To the fraternity where they find Bryce who is unwilling to let them in - and another pair of student clones, one studying, one drinking. Only when the drinking clone finally passes out from the booze, a shadow flies from him to the studying clone – and studying clone starts throwing up from the booze.

Which means they need to infiltrate a frat party using Claudia’s boobs as a distraction and get Steve into the secret Frat basement initiation. When they pull out a double ended candle, a clear Artefact, Steve gets ready to goobag it – and is discovered. So they candle him

This splits Steve into two. His clone being a ridiculously over the top gay stereotype. Who finds a gay student by his “flawless cuticles”. I’m sorry did we take a trip back to freaking 90s where this kind of stereotyping was still considered forward thinking?! I’m not even going to recount the rest of the bullshit here because I may burst a blood vessel and it’s way too early to start drinking (more).

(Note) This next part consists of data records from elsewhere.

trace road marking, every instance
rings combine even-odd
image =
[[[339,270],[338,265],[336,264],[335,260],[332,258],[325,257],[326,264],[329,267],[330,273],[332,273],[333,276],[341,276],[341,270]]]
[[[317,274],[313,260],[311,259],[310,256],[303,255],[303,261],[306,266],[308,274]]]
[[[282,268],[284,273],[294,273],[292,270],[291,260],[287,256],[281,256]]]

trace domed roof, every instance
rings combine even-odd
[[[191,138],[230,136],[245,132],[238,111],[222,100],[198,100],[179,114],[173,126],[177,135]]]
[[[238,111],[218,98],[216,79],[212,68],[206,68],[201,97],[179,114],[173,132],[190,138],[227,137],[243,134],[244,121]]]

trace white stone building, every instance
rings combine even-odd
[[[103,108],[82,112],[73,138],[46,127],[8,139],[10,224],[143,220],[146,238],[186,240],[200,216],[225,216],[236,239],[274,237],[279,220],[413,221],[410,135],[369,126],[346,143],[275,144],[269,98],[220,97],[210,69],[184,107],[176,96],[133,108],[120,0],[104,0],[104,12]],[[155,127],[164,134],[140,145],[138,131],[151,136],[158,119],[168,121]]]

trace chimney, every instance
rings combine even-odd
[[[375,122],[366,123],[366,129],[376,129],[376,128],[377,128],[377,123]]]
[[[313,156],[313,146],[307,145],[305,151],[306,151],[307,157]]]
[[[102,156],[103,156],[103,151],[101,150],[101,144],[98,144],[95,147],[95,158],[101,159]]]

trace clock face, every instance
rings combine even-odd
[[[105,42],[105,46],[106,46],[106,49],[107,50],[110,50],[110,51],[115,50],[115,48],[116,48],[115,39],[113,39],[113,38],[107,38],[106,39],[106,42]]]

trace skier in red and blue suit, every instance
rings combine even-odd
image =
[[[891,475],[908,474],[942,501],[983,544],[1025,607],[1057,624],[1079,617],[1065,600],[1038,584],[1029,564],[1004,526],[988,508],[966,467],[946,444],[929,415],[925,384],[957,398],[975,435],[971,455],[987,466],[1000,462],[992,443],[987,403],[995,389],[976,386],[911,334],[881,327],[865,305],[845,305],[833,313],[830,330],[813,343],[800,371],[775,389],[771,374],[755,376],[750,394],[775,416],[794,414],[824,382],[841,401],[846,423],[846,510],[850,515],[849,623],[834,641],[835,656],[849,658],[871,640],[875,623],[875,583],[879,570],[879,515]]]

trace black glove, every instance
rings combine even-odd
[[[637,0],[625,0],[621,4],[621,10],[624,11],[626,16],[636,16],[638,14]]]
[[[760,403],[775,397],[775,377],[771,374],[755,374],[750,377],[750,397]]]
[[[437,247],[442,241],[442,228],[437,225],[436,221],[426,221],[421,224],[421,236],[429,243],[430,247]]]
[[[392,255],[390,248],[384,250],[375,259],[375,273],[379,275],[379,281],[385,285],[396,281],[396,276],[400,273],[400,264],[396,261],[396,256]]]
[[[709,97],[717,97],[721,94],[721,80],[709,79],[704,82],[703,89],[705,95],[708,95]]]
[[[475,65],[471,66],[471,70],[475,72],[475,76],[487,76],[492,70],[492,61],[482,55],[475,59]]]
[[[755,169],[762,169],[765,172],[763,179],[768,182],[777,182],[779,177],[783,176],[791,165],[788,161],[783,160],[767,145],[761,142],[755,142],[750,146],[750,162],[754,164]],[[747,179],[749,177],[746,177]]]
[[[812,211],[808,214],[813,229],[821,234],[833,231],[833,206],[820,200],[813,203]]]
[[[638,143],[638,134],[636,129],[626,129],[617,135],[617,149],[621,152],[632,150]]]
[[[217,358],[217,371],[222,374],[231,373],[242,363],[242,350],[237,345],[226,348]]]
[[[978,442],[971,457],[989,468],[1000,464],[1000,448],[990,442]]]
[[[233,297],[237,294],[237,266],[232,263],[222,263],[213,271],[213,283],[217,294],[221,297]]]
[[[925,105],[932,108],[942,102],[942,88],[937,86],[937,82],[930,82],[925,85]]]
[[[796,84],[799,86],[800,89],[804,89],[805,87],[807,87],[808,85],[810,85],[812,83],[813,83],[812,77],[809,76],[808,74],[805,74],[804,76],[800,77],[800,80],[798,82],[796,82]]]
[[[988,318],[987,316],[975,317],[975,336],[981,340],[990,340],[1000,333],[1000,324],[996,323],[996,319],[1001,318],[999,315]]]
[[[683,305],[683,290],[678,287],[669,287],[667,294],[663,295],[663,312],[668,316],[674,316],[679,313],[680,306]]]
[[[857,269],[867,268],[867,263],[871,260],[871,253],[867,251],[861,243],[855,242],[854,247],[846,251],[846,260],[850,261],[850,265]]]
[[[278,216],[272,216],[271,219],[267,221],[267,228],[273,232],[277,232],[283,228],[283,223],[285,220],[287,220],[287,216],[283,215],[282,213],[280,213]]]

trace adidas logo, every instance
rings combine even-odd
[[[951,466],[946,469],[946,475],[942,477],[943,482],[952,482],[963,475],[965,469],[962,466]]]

They grab the candle but ridiculous stereotype Steve runs off with it. More stereotypes and fights and it all gets resolved and the horrendous stereotype disappears.

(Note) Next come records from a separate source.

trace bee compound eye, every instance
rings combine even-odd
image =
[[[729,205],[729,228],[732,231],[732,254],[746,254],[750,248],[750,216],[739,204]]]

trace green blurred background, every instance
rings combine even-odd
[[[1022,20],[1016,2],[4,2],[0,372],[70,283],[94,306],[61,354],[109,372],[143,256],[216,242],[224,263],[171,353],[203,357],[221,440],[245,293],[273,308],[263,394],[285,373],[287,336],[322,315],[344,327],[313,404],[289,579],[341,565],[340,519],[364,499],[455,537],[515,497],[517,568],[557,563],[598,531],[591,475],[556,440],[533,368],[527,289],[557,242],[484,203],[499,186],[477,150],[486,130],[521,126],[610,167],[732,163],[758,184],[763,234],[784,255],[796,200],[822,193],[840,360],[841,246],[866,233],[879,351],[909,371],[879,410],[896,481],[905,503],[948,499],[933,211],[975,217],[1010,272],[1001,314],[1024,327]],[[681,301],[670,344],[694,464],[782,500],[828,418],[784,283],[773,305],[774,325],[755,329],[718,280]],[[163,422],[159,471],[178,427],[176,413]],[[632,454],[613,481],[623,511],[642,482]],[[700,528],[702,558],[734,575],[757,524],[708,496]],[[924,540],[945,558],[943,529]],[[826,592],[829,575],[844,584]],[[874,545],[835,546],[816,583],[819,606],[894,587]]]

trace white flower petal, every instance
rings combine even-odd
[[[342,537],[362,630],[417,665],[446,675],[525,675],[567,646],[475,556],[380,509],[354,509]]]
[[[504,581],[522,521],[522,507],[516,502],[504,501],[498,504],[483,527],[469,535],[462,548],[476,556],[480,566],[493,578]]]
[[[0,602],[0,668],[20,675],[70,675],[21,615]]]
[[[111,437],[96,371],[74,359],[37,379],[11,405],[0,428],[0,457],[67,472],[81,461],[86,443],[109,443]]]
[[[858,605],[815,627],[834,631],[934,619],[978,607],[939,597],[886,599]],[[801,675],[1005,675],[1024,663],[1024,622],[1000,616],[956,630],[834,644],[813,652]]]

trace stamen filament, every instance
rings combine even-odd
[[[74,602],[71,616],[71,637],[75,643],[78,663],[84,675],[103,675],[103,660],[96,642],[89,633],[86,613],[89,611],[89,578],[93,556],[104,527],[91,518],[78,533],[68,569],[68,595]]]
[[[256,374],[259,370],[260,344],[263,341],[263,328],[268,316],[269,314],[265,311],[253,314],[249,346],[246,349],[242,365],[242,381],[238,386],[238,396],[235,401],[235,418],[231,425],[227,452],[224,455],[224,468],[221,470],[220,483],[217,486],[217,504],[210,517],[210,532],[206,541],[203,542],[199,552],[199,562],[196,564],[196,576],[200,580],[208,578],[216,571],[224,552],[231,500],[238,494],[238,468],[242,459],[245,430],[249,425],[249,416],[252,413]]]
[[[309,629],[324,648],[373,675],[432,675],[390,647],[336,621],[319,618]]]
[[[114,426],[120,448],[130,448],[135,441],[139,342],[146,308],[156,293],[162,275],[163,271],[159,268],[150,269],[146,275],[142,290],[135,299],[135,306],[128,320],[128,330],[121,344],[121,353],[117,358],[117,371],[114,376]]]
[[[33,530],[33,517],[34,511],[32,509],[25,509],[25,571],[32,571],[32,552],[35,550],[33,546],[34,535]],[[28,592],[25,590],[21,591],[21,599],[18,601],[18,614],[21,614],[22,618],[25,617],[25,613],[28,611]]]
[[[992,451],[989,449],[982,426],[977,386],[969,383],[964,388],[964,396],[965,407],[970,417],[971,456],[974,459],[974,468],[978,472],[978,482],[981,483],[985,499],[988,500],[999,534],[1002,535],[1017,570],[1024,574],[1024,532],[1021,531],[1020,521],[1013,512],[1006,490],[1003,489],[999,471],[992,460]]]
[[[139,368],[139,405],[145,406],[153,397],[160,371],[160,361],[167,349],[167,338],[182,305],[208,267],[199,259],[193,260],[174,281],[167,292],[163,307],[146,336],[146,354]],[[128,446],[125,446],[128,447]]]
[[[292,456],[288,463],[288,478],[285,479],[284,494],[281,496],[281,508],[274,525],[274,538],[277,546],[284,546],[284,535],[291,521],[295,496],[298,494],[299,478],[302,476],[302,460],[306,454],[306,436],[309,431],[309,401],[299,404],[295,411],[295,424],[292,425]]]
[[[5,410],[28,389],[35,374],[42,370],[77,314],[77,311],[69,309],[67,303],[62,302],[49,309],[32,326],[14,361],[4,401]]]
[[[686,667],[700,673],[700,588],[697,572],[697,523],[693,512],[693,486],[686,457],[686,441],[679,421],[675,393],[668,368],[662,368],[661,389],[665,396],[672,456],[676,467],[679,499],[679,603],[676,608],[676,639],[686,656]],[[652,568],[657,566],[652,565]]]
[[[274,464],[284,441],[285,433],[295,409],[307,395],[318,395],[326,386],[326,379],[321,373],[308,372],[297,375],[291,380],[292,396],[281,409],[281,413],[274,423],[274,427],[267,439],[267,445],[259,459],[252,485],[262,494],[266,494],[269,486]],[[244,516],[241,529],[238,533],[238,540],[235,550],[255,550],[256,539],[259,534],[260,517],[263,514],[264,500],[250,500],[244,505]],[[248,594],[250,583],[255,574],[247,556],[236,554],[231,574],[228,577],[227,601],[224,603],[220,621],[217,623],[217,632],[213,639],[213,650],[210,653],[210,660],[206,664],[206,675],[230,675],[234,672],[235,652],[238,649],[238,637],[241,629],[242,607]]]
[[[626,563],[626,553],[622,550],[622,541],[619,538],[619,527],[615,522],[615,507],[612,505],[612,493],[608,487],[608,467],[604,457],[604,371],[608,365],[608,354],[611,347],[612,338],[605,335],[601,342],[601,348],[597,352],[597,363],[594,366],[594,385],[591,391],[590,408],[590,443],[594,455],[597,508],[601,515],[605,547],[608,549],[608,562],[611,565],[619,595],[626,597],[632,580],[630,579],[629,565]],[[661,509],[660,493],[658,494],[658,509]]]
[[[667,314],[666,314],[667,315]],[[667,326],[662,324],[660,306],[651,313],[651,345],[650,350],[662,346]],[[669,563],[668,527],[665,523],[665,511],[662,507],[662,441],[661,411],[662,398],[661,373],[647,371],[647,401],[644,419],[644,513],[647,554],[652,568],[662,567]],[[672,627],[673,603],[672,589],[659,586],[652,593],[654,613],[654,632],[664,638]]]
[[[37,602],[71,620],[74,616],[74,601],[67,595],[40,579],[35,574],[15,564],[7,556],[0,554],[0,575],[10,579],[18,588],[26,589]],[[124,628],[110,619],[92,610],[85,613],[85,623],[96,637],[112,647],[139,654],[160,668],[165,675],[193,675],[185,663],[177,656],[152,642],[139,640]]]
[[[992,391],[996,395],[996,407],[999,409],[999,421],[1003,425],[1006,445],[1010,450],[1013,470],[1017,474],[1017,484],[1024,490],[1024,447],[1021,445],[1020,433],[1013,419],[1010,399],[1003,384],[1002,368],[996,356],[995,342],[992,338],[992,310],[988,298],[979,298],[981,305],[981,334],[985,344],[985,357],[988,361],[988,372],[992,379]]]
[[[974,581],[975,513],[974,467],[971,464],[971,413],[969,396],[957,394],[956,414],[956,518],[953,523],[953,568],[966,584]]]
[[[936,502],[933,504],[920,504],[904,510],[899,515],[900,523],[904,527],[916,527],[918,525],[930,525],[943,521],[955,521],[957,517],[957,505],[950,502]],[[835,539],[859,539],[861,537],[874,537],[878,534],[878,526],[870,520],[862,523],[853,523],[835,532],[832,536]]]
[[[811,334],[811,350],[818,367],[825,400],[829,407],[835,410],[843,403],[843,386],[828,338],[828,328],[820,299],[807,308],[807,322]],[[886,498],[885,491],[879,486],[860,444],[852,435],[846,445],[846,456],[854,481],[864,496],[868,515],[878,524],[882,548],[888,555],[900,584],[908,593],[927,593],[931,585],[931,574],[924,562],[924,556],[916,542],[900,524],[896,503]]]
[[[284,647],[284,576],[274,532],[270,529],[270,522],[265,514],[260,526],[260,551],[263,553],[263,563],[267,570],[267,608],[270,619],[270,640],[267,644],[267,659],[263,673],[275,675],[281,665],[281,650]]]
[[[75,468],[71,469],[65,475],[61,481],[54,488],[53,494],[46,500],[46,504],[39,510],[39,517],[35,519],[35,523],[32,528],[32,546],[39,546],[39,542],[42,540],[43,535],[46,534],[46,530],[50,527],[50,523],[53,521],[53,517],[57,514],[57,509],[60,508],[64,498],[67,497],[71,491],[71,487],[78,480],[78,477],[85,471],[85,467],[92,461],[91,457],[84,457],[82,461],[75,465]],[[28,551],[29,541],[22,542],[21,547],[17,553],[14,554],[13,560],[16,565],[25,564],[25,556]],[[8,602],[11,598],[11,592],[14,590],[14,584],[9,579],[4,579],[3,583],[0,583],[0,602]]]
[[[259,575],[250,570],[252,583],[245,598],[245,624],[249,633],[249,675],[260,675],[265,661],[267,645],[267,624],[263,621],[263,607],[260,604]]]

Back at the Warehouse, Artie confronts Claudia over the missing Claire – yes she’s missing. An unknown person has taken her

I am going to have to throw up my hands on this one. I have little to no experience of anything resembling a Telenovela and don’t know whether this portrayal is a parody of a genre that positively revels in its over the top melodrama, or is an ignorant, stereotyped view of Latin American media. I think it’s more towards the former than anything else, from the very little I understand. It was certainly one of the whackier episodes. But I think there was also a sense of how important this media can be, especially for someone like Kelly’s Nana, lonely and bereaved she took comfort and excitement from this high drama of her melodramatic shows.

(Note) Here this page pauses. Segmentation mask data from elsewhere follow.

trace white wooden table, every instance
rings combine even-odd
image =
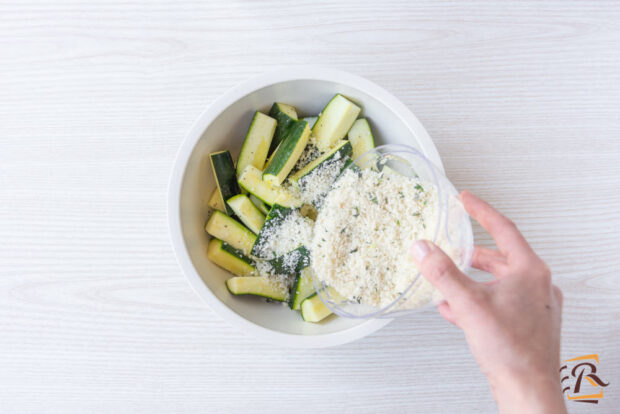
[[[435,311],[278,349],[181,274],[185,132],[227,88],[309,63],[393,92],[456,185],[517,222],[564,290],[562,356],[598,353],[611,382],[571,412],[618,412],[619,22],[618,2],[0,3],[0,412],[495,412]]]

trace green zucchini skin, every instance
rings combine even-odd
[[[293,310],[299,310],[301,302],[315,292],[312,282],[312,272],[310,267],[301,269],[295,275],[295,282],[291,286],[289,293],[288,306]]]
[[[293,114],[294,116],[291,116]],[[269,147],[269,154],[271,154],[276,150],[278,145],[280,145],[280,142],[284,140],[288,134],[288,130],[295,124],[295,121],[297,121],[297,111],[291,105],[274,102],[269,110],[269,116],[274,118],[277,122],[276,130],[271,140],[271,146]]]
[[[256,271],[255,264],[238,249],[222,240],[213,238],[207,248],[207,258],[217,266],[237,276],[246,276]]]
[[[273,259],[273,257],[265,257],[261,254],[259,246],[265,240],[265,232],[269,231],[272,227],[279,225],[282,220],[286,218],[289,214],[293,212],[292,208],[284,207],[279,204],[274,204],[271,206],[267,217],[265,217],[265,224],[263,224],[263,228],[258,233],[256,237],[256,242],[254,242],[254,246],[252,247],[251,254],[252,256],[259,257],[261,259]]]
[[[278,145],[267,162],[263,179],[276,185],[282,184],[289,175],[297,160],[303,153],[310,137],[310,128],[306,121],[295,121],[289,128],[286,137]]]
[[[292,275],[310,265],[310,251],[305,246],[299,246],[278,257],[267,257],[260,251],[259,246],[266,239],[265,233],[269,232],[273,227],[280,225],[293,210],[292,208],[274,204],[265,218],[265,224],[260,233],[258,233],[251,251],[253,256],[268,260],[274,272],[280,275]]]
[[[269,260],[269,263],[276,274],[292,275],[310,266],[310,251],[305,246],[299,246],[295,250]]]
[[[226,281],[226,288],[234,296],[260,296],[278,302],[285,302],[288,296],[287,289],[265,276],[233,277]]]
[[[232,254],[237,259],[243,260],[244,262],[246,262],[250,266],[254,266],[254,264],[255,264],[254,260],[250,259],[248,256],[243,254],[243,252],[241,250],[235,249],[234,247],[232,247],[230,244],[226,243],[225,241],[222,241],[221,249],[224,250],[227,253]]]
[[[258,168],[248,165],[239,176],[239,185],[267,205],[301,206],[301,200],[293,197],[282,187],[264,181],[262,174]]]
[[[353,147],[351,143],[349,141],[341,141],[337,147],[334,147],[331,151],[308,163],[304,168],[293,174],[290,179],[291,181],[301,183],[304,177],[332,161],[336,155],[338,155],[339,159],[350,159],[352,152]]]
[[[226,208],[226,214],[233,216],[235,213],[226,204],[226,200],[241,193],[241,190],[237,183],[237,173],[232,155],[230,155],[230,151],[219,151],[209,154],[209,158],[217,187],[220,190],[222,204]]]

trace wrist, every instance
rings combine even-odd
[[[507,374],[489,378],[489,384],[501,414],[566,413],[560,378],[554,373]]]

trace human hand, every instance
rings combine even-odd
[[[562,293],[514,223],[471,193],[461,193],[461,200],[498,247],[476,246],[472,266],[495,279],[475,282],[433,243],[417,242],[411,254],[445,298],[439,313],[464,331],[502,414],[565,413],[559,376]]]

Steve… look, one of the reasons why Steve is one of the better gay characters we’ve come across (admittedly, the competition for “good” gay characters isn’t exactly fierce) is that he resisted stereotype. From the very first moment he came out to Claudia, he has adamantly refused to be the GBF to her, he has always made it clear, in the excellent words of Cosima, that his sexuality isn’t the most important thing about him. Even when Claudia and Pete (oh gods Pete) kept throwing gay jokes and stereotypes at him (over and over and over again Warehouse 13) he has always refused them, rejected them and said that no, he is Steve Jinks, a character who is gay – not gay Jinks the gay agent of gayness who is gay with extra gay, did we mention gay? Just last episode we had an excellent moment were Steve told Pete that he wasn’t a walking cliché. Just. Last. Episode. Is that why we have this? Steve had a moment of finally demanding they quit the clichés – so the show has to turn him into a rough mess of clichés? And in doing so they imply that this is at the heart of Steve – indeed, any gay man – just repressed down. All the stereotypes are true, honest, and a gay man who doesn’t embody them is just burying that part of himself…

Well done writers, one of the more decent gay characters we’ve seen and you did your utmost to destroy him in one episode. What a way for this show to complete its last season.